As descrições sobre a sua personalidade não variam muito: “É muito fria, muito discreta, muito inteligente e tem uma profunda noção estratégica das coisas. (…) Simples, simpática e sem ostentação.” “Discretíssima, fantástica, de excelente caráter, simples e bem formada”, segundo o pintor e arquitecto Júlio Quaresma. Atualmente não se poupam qualificações num retrato pródigo em elogios: “Isabel é educada, sofisticada, serena e mãe-galinha, devotada ao marido, com quem discute todos os negócios. É bem informada, dura a negociar, muito arguta e inteligente, tanto na reflexão como nos comentários. Fala devagar, é ponderada e sabe ouvir. Mas, depois, leva sempre a água ao seu moinho.”

Evita dar nas vistas em público e a ostentação, mas gosta de se presentear com o melhor que a vida lhe pode dar.

Isabel dos Santos divide-se entre Luanda, Lisboa e Londres. Na capital portuguesa tem casa comprada através de offshore nos Estados Unidos, mas normalmente as suas reuniões de trabalho são no Hotel Ritz, onde por vezes se instala «rodeada de mordomias que expressamente solicita, mas evita ou declina aparecimentos em público», segundo a Africa Monitor, citada pelo Jornal de Negócios, e possui escritório na Avenida da Liberdade, no prédio da loja Louis Vuitton, junto do antigo cinema Tivoli. Também em Londres mantém um escritório, em Chelsea, junto da famosa King’s Road, e um apartamento em Mayfair.

Em Luanda, segundo a Visão, vive num condomínio de luxo, à saída de Luanda, «habitado por CEO de grandes empresas, (…) equipado com ginásio, coisa rara, na capital angolana, mas onde prefere o jogging matinal ao ar livre, Isabel terá duas casas, e nunca se sabe em qual delas está. (…) Tudo táticas de guerrilha, inspiradas no MPLA. Tal como o pensamento estratégico e os planos quinquenais com que raciocina.”

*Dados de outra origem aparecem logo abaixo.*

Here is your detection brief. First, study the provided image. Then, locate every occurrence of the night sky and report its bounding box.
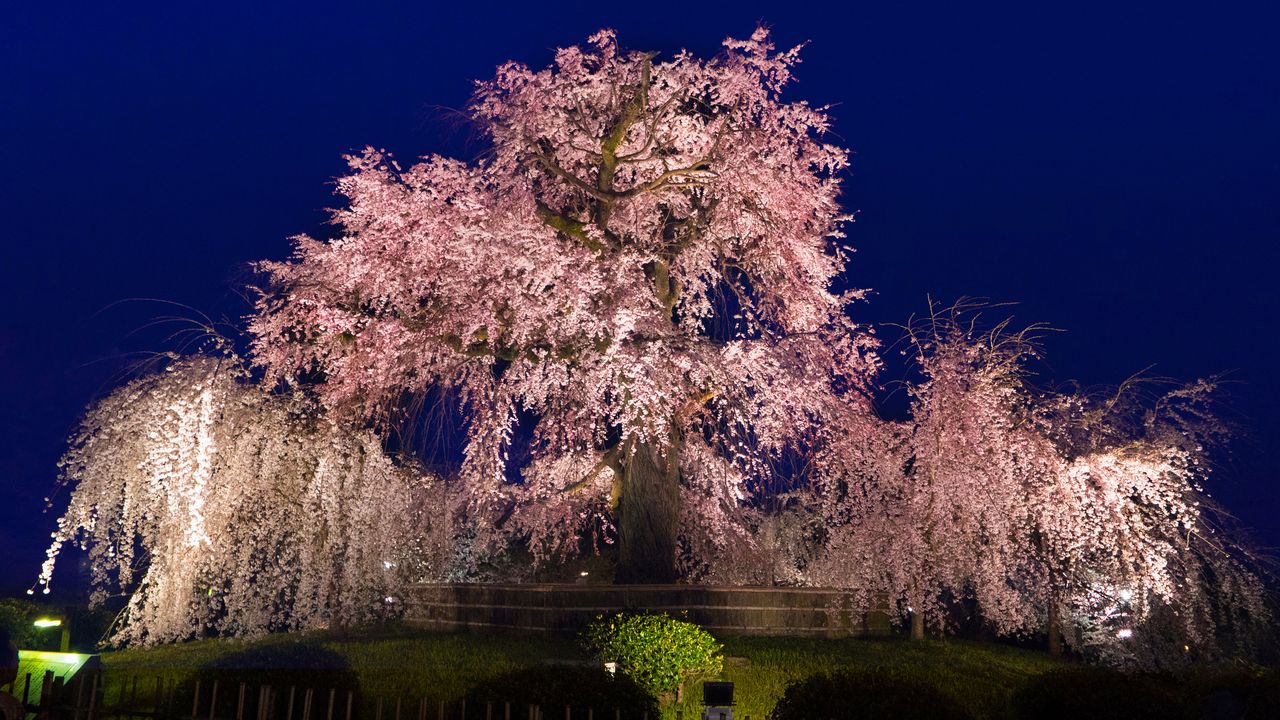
[0,0,1280,594]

Para além das jóias, a paixão pela comida e pelo negócio da restauração perpassa pelas elites angolanas. No caso de Isabel dos Santos, cruza-se o gosto que tem pelo marisco e pelo peixe com o enlevo com que olha para a ilha e para a baía de Luanda, uma espécie de espelho de água onde se refletem os dois negócios de restauração, o Miami Beach e o Oon.dah, situado no prédio da Escom. Este último foi desenhado pelo arquiteto inglês Julian Taylor e tinha o chef Samson Peter, vindo do One & Only, um badalado resort das Ilhas Maurícias”. Isabel dos Santos veste-se de uma forma elegante e discreta, sem qualquer ostentação. Mas não deixa de se presentear com o melhor que a vida lhe pode dar.